HABIA UNA VEZ UNA VIUDA QUE TENIA DOS HIJAS. Una de ellas era linda y laboriosa, mientras la otra era fea y ociosa. Pero la viuda quería mucho más a esta segunda, porque era su propia hija; y la otra, quién era una hijastra, era obligada a hacer todo el trabajo de la casa. Cada día la pobre muchacha tenía que sentarse en el camino junto a un pozo a hilar con el huso, y girar y girar hasta ver sus dedos sangrados.
Un día la niña se pincho con el huso y se manchó con su sangre; entonces para limpiarlo lo metió en el pozo, pero resbaló de su mano y cayó al fondo. La joven comenzó a llorar, y corrió donde su madrastra y le contó la desgracia. Pero la madrastra la reprendió, y como era muy dura de corazón le dijo:
- ¡Puesto que has dejado caer el huso al pozo, irás a sacarlo de allí!.-
Entonces la muchacha sin saber qué hacer, volvió al pozo; y con la pena en su corazón, brincó dentro del pozo para conseguir el huso.
Al caer. la joven perdió el sentido; y cuando despertó volviendo en sí, se vio en un bellísimo prado, donde el sol brillaba y miles de flores crecían. Comenzó a caminar por esta pradera, y por fin llegó a un horno lleno de pan, y el pan gritaba:
-¡Hey, sáqueme! ¡sáqueme o me quemaré!; ¡he sido horneado mucho tiempo!-
Como la niña tenía buen corazón, se acercó, y sacó todos los panes uno tras otro con la pala del pan.

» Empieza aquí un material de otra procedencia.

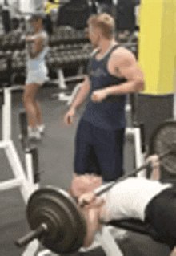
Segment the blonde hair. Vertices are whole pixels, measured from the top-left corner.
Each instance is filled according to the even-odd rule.
[[[71,181],[69,193],[79,197],[82,194],[94,190],[102,185],[102,177],[94,174],[84,174],[75,177]]]
[[[106,39],[110,39],[115,30],[115,22],[113,17],[106,13],[92,15],[87,21],[88,25],[98,27]]]

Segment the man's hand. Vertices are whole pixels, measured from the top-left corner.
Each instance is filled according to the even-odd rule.
[[[64,123],[66,125],[70,125],[73,123],[74,117],[76,116],[76,110],[74,108],[70,108],[70,110],[66,112],[64,116]]]
[[[96,197],[94,192],[84,193],[78,198],[78,205],[80,206],[82,204],[86,204],[86,210],[102,207],[104,203],[104,199],[100,197]]]
[[[91,100],[94,102],[101,102],[108,96],[107,91],[105,89],[98,90],[92,93]]]
[[[34,36],[27,35],[27,36],[26,37],[26,43],[32,43],[32,42],[34,42]]]

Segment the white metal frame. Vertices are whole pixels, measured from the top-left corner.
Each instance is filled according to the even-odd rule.
[[[14,178],[1,181],[0,191],[19,188],[25,204],[27,204],[30,196],[38,189],[39,185],[35,184],[33,175],[33,158],[30,152],[26,149],[25,158],[26,166],[26,175],[20,161],[19,156],[17,152],[14,144],[11,139],[11,92],[13,88],[4,88],[3,90],[3,105],[2,105],[2,139],[0,141],[0,148],[5,150],[7,159],[10,165]],[[30,246],[33,250],[38,250],[39,242],[38,240],[33,241]],[[27,247],[23,256],[30,255],[31,248]]]
[[[6,155],[10,165],[14,178],[1,181],[0,191],[19,188],[25,203],[27,203],[30,194],[38,188],[32,179],[28,180],[25,174],[19,156],[14,144],[11,139],[11,89],[4,88],[4,103],[2,105],[2,139],[0,141],[0,148],[5,150]],[[27,161],[27,177],[32,177],[32,159]]]

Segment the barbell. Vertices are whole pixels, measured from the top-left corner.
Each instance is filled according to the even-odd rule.
[[[158,156],[159,160],[162,161],[170,154],[176,155],[176,142]],[[148,165],[150,163],[95,189],[95,195],[100,196],[115,184],[147,168]],[[81,206],[86,204],[83,202]],[[75,200],[63,189],[46,186],[35,191],[29,199],[26,215],[32,231],[16,242],[18,246],[24,246],[38,238],[45,247],[54,253],[71,254],[83,246],[86,234],[85,219],[78,211]]]

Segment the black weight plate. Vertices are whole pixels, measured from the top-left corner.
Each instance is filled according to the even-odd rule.
[[[48,225],[50,232],[42,238],[42,242],[46,248],[57,253],[66,253],[76,235],[76,223],[66,203],[65,198],[60,197],[54,189],[42,189],[33,195],[27,210],[31,229],[35,229],[43,222]],[[53,225],[56,223],[54,220],[58,220],[62,226],[58,225],[57,228],[57,226]],[[61,230],[61,234],[58,230]],[[54,234],[58,231],[58,236],[54,237]],[[60,240],[62,234],[62,239]]]
[[[176,141],[176,121],[166,120],[154,132],[150,141],[150,154],[162,154],[170,149]],[[170,153],[161,160],[161,165],[166,171],[176,174],[176,155]]]
[[[73,253],[83,243],[85,221],[73,198],[62,189],[48,186],[34,192],[29,200],[27,217],[32,230],[43,222],[48,225],[48,235],[40,240],[44,246],[57,254]]]

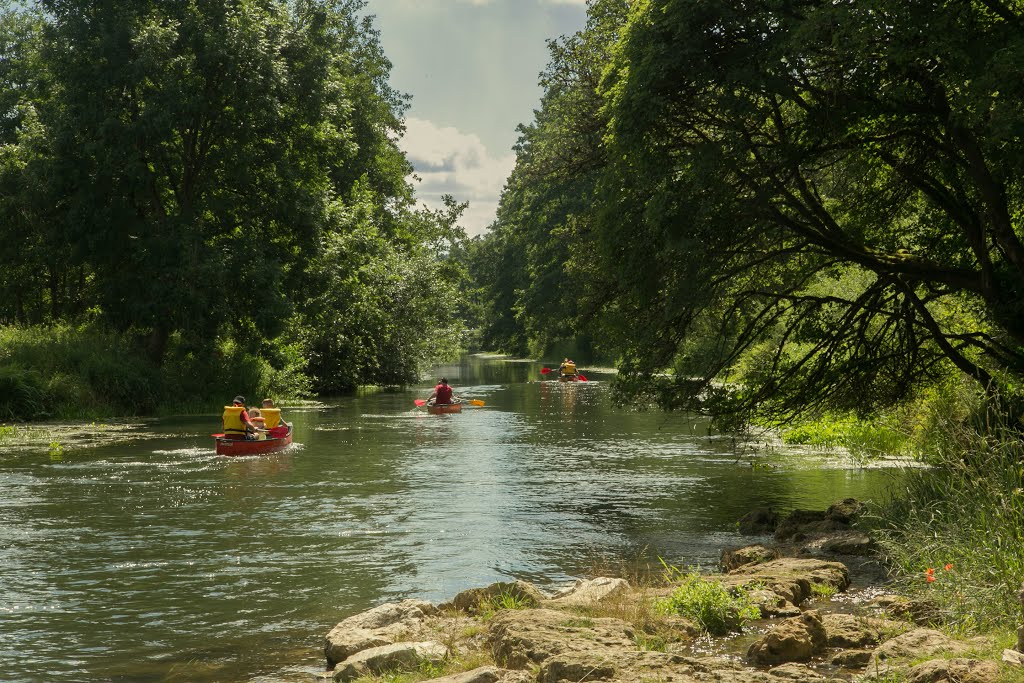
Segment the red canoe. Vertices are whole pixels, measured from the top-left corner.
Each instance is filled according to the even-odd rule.
[[[263,441],[247,441],[240,438],[218,438],[218,456],[262,456],[267,453],[284,451],[292,444],[292,430],[281,438],[268,438]]]
[[[462,403],[427,403],[427,413],[430,415],[462,413]]]

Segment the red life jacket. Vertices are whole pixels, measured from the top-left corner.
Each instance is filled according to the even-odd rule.
[[[434,387],[434,391],[437,392],[437,396],[434,398],[435,403],[452,402],[452,387],[447,384],[438,384]]]

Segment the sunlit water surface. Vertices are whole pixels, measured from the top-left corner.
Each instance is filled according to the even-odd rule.
[[[486,403],[461,415],[416,410],[425,386],[286,410],[296,444],[271,456],[216,456],[218,416],[0,451],[3,680],[305,681],[330,628],[381,602],[554,589],[642,557],[712,566],[749,542],[752,508],[879,498],[893,477],[737,449],[612,410],[608,376],[540,368],[440,369]]]

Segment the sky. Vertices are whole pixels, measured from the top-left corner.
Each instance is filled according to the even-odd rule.
[[[412,95],[401,140],[420,204],[469,202],[470,236],[495,219],[515,165],[516,126],[534,120],[546,41],[584,28],[585,0],[369,0],[391,86]]]

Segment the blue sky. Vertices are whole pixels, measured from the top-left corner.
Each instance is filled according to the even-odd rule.
[[[417,197],[469,202],[463,226],[478,234],[494,220],[515,164],[515,128],[534,119],[546,40],[586,23],[585,0],[369,0],[391,85],[413,96],[401,145]]]

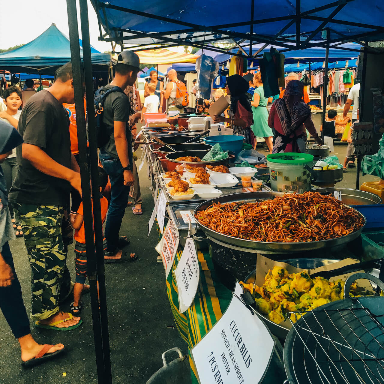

Luego siguió andando y llegó a un árbol cubierto de manzanas; y las manzanas llamaron a la niña y gritaron:
-¡Sacude el árbol, sacúdelo! ¡Estamos ya bien maduras!-
La niña sacudió el árbol, y las manzanas cayeron a la hierba como la lluvia; y cuando ya no quedaba ninguna en el árbol, la niña las juntó en un montón y siguió caminando.
Y entonces llegó a una casita, y vio a una vieja que estaba asomada a la puerta; y la vieja tenía unos dientes tan grandes, que la muchacha se asustó, y estuvo a punto de escaparse de allí; pero la vieja la llamó y le dijo:.
- No tengas miedo, niña mía. Quédate en mi casa; y, si me ayudas, te querré mucho. Lo único que te pido es que me hagas bien la cama y muevas con fuerza el colchón, hasta que las plumas salgan volando; porque yo soy doña Holle, la Dama de las Nieves, y cuando salen volando las plumas de mi cama es cuando nieva en la tierra.
Aquella viejecita parecía muy buena persona, y la niña se quedó con ella; le cuidaba la casa, y todos los días le hacía la cama moviendo mucho el colchón, hasta que las plumas salían volando por el aire, como copos de nieve; y la viejecita la trataba muy bien, no la regañaba nunca y le daba de comer cosas muy ricas.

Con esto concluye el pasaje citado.